Voiceover: Start out by holding the needle with the point facing away from you. Rub your magnet over the sharp end of the needle about 30-40 times, always in the same direction.
Text box appears: Rub the needle over the magnet 30-40 times.
Top down shot of cutting board on a cabinet shows the same hands slicing a ¼ inch off a wine cork.
Voiceover: Using your small knife, cut off a circle from one end of the cork. You want it to be about one-quarter of an inch thick.

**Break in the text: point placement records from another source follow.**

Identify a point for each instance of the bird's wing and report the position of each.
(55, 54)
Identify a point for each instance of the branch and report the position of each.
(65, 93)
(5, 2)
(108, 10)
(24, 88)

Text box appears: Cut off a circle about a quarter inch thick.
See hands holding a quarter inch piece of cork.
Close up as the hands, wearing leather safety gloves, take the pliers and poke the needle into the edge of the cork, forcing it through to the other side.
Voiceover: Pull on safety gloves. Using pliers, carefully poke the needle into one edge of the circle and force it through the cork so that the point end comes out the other side. Push the needle far enough through the cork so that about the same amount of needle is sticking out on each side. Be careful not to stick yourself.
Text box appears: Push the needle through the cork.
Return to top down shot of the counter where we see the compass, dishes, list and trail mix have been placed off to the side and a small bowl is now in the middle. Hands pick up a small pitcher of water and pour until the bowl about halfway full.
Text box appears: Fill the bowl halfway with water.
Voiceover: Fill the bowl about halfway with water. Place the compass on a flat surface, and watch what happens. The needle should point to the nearest magnetic pole — North or South, depending on where you live.
The hands pick up the compass, and place it into the bowl. The needle spins back and forth a couple of times before landing on North. A graphic of a compass appears over the water and show that the needler is pointing to “N” for “North.”
Top down view of clear table top is shown, and the materials needed to make the compass are shown “dancing” across the table.
Voiceover: Great job! You’re ready for your adventure.